Antiarrhythmic and pharmacokinetic evaluation of intravenous recainam in patients with frequent ventricular premature complexes and unsustained ventricular tachycardia

• Published in: The American journal of cardiology Vol. 71; no. 8; pp. 686 - 694
• Main Authors: Anderson, Jeffrey L., Reddy, C.Pratap, Myerburg, Robert J., Waxman, Harvey L., de Vane, Philip J.
• Format: Journal Article
• Language: English
• Published: New York, NY Elsevier Inc 15.03.1993; Elsevier; Elsevier Limited
• Subjects: Adult; Aged; Anti-Arrhythmia Agents - pharmacokinetics; Anti-Arrhythmia Agents - pharmacology; Anti-Arrhythmia Agents - therapeutic use; Antiarythmic agents; Arrhythmias, Cardiac - drug therapy; Arrhythmias, Cardiac - metabolism; Arrhythmias, Cardiac - physiopathology; Biological and medical sciences; Blood Pressure - drug effects; Cardiovascular disease; Cardiovascular system; Electrocardiography; Female; Heart Rate - drug effects; Humans; Infusions, Intravenous; Male; Medical research; Medical sciences; Middle Aged; Pharmacology.

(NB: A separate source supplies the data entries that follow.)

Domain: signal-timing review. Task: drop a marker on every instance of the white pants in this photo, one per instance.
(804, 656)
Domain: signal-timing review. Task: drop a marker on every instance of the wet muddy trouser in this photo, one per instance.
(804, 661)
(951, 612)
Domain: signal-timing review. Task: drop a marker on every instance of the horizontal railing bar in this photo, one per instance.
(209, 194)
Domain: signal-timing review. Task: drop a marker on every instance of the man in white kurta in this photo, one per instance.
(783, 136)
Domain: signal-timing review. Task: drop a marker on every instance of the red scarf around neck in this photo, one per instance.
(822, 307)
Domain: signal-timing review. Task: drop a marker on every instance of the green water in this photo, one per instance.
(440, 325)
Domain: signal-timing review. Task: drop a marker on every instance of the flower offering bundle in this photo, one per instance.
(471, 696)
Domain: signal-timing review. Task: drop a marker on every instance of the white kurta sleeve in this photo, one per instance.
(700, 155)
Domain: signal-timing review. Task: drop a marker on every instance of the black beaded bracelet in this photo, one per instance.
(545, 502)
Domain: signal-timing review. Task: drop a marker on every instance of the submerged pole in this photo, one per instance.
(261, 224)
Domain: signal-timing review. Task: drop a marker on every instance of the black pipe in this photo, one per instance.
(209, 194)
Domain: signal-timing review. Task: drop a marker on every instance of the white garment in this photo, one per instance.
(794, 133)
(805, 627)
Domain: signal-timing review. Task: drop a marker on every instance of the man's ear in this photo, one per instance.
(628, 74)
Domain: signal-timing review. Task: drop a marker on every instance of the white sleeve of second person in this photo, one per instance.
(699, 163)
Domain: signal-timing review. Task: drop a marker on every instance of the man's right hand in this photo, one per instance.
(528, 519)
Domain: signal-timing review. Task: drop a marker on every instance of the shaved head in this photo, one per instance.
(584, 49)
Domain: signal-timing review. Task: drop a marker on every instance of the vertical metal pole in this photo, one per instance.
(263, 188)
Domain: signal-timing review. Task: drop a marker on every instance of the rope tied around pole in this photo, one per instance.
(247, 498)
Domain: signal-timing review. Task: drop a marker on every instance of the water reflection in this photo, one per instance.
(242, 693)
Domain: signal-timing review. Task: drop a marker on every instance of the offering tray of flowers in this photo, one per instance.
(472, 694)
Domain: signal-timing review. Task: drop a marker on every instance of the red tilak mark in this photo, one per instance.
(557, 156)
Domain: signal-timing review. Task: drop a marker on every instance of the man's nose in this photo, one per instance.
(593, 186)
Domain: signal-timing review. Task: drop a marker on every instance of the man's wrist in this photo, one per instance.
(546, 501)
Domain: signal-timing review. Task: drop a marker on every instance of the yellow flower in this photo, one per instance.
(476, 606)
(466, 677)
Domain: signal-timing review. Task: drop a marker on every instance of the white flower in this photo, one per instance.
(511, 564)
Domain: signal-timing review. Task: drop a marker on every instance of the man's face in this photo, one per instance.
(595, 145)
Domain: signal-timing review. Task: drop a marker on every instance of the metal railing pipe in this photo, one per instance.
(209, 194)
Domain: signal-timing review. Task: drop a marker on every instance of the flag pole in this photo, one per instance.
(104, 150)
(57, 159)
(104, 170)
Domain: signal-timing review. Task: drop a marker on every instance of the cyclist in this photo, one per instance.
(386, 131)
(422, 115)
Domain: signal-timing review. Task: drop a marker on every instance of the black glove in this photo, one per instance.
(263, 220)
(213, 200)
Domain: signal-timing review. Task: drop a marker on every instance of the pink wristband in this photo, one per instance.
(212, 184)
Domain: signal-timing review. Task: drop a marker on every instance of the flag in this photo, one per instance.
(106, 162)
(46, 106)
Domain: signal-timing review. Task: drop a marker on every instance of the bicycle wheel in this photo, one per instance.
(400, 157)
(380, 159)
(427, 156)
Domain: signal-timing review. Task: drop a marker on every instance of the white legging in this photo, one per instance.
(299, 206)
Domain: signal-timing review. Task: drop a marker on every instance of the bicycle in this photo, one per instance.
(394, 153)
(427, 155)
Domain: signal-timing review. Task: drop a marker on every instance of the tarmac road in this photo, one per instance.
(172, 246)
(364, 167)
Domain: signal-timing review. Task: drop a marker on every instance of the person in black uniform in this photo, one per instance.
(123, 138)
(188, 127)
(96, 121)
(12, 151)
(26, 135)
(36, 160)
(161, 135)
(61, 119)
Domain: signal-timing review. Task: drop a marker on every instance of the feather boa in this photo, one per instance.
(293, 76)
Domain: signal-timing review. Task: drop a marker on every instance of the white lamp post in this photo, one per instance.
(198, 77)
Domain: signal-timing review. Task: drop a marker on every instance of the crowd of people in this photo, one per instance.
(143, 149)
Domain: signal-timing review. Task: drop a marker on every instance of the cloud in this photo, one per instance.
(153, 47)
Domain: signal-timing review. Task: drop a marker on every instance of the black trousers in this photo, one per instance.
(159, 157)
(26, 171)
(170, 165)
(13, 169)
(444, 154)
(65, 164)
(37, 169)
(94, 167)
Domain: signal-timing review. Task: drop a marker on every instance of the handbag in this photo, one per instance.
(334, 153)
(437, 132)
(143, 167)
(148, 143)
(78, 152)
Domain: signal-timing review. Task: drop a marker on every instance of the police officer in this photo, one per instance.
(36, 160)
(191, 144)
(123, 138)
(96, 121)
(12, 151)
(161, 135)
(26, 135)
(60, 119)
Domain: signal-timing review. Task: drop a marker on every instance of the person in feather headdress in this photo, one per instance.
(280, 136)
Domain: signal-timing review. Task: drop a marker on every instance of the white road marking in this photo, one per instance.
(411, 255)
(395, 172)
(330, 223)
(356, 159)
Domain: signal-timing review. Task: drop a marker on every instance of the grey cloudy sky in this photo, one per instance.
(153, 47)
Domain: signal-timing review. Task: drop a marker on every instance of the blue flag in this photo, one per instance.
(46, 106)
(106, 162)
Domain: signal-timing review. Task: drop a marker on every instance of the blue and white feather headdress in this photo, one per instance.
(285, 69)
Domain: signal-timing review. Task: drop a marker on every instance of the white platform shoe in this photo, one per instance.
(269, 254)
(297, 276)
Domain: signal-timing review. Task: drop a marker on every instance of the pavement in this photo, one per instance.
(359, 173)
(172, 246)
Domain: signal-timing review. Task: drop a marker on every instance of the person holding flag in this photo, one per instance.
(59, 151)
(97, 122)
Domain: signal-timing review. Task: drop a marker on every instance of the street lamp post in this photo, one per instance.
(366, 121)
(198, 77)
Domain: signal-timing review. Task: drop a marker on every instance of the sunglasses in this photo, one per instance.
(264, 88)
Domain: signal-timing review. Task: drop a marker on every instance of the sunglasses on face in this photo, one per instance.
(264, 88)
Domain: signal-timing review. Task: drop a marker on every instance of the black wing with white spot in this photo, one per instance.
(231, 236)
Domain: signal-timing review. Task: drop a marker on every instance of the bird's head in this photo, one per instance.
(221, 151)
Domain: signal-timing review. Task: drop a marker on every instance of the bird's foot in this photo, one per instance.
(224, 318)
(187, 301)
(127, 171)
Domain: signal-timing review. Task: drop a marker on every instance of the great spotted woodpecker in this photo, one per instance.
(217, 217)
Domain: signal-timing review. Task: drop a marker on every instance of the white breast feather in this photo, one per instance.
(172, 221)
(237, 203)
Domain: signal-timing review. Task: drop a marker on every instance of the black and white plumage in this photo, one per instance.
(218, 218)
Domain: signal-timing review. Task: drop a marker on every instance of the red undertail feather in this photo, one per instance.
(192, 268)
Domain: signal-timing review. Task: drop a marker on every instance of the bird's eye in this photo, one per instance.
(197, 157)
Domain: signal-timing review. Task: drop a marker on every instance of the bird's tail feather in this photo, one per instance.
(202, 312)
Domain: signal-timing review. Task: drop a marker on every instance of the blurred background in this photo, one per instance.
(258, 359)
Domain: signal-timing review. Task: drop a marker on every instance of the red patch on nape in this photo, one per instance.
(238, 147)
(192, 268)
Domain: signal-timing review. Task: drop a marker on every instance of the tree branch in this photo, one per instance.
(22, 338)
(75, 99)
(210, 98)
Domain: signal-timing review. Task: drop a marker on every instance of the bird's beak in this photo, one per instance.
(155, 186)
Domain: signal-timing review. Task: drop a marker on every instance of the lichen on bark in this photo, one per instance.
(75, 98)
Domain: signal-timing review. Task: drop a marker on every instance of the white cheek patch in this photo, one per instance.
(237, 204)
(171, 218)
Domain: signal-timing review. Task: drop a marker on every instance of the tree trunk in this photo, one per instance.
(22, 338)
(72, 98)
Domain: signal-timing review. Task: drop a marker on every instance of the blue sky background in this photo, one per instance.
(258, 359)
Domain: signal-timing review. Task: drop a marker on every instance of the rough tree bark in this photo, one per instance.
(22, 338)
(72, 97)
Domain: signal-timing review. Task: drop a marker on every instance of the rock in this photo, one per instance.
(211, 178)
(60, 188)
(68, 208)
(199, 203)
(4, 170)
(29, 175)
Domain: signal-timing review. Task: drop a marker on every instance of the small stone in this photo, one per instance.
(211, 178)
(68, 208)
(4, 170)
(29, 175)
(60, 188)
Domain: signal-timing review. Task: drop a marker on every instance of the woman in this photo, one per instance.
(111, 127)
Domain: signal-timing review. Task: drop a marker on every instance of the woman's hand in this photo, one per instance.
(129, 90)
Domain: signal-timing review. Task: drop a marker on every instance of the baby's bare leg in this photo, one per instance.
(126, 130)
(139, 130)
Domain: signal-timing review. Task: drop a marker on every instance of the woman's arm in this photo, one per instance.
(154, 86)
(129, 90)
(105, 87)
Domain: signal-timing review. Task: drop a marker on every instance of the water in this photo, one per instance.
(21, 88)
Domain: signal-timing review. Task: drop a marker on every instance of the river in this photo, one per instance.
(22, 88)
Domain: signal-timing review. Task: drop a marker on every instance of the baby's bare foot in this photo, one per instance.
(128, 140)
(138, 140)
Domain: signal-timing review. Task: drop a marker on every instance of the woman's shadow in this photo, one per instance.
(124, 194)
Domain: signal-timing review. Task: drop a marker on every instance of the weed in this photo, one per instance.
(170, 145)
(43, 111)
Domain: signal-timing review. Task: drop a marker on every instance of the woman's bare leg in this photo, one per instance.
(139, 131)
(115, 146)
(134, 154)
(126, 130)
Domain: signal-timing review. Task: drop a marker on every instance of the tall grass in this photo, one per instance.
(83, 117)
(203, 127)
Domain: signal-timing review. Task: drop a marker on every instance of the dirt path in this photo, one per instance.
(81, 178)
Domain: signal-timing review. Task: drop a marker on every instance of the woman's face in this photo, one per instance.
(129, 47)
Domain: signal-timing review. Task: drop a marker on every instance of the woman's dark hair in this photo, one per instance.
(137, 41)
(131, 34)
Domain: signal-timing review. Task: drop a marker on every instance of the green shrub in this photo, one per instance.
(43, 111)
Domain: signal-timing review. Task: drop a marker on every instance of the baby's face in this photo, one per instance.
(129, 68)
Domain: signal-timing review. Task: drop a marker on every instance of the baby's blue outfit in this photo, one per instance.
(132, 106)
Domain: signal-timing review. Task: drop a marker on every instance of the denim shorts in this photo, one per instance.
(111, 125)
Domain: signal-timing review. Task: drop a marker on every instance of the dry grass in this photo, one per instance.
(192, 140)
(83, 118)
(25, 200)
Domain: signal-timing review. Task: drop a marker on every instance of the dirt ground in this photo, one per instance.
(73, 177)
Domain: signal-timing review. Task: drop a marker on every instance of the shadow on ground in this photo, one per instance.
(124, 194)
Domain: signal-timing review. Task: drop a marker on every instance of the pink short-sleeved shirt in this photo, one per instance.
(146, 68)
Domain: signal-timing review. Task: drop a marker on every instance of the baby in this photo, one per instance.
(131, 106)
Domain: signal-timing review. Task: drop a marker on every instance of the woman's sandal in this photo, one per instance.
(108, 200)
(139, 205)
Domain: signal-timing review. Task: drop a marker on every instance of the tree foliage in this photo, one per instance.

Drug treatments; Phenylurea Compounds - pharmacokinetics; Phenylurea Compounds - pharmacology; Phenylurea Compounds - therapeutic use; Tachycardia, Ventricular - drug therapy; Tachycardia, Ventricular - metabolism; Tachycardia, Ventricular - physiopathology; Human; Chemotherapy; Treatment; Intravenous administration; Arrhythmia; Heart disease; Cardiovascular disease; Paroxysmal ventricular tachycardia; Pharmacokinetics; Excitability disorder; Antiarrhythmia agent; Ventricular extrasystole
• ISSN: 0002-9149; 1879-1913
• DOI: 10.1016/0002-9149(93)91011-6

The pharmacokinetics, antiarrhythmic activity and safety of intravenously administered recainam were evaluated in 15 men and 3 women. All patients had frequent (>30/hour) ventricular premature complexes (VPCs) and unsustained ventricular tachycardia. Recainam was administered at a loading dose of 4.5 mg/kg/hour over 40 minutes, followed by a maintenance infusion of 0.9 mg/ kg/hour for 23 hours and 20 minutes. Sixteen patients had satisfactory efficacy data. The mean frequency of total VPCs decreased by 92.6% and the mean frequency of runs decreased by 99.9% during the maintenance infusion. Suppressions of ≥70% of total VPCs and ≥90% of runs were maintained over the 23-hour, 20-minute maintenance infusion period in 16 of the 18 patients. During the maintenance infusion, hourly group plasma recainam concentrations ranged from mean ± SD 2.6 ± 0.7 to 3.4 ± 0.9 μg/ml. Patients were observed for 24 hours after termination of the infusion. Periodic blood samples were obtained during and after termination of the infusion to determine recainam concentration. Urine specimens were collected over scheduled intervals to determine urinary excretion of recainam. A 2-compartment pharmacokinetic model was used to analyze the data. The following pharmacokinetic parameters were obtained: terminal elimination half-life, 5.0 ± 0.8 hours; systemic clearance, 0.27 ± 0.08 liter/hour/kg; and central and steady-state volume of distribution, 0.32 ± 0.11 and 1.4 ± 0.4 liter/kg, respectively. Adverse experiences were reported in 4 of the 18 patients, possibly drug-related in 2; none was considered severe or required discontinuation of recainam. Mean electrocardiographic PR and QRS intervals (but not QTc interval) were prolonged 20 to 25% (p ≤ 0.01) compared with baseline. No proarrhythmic response to recainam was observed. No clinically significant changes in vital signs or in laboratory test results occurred. This study suggests that intravenous recainam is highly active in suppressing ventricular ectopy and may be safely administered. However, complete safety profiling and determination of its clinical role require additional studies.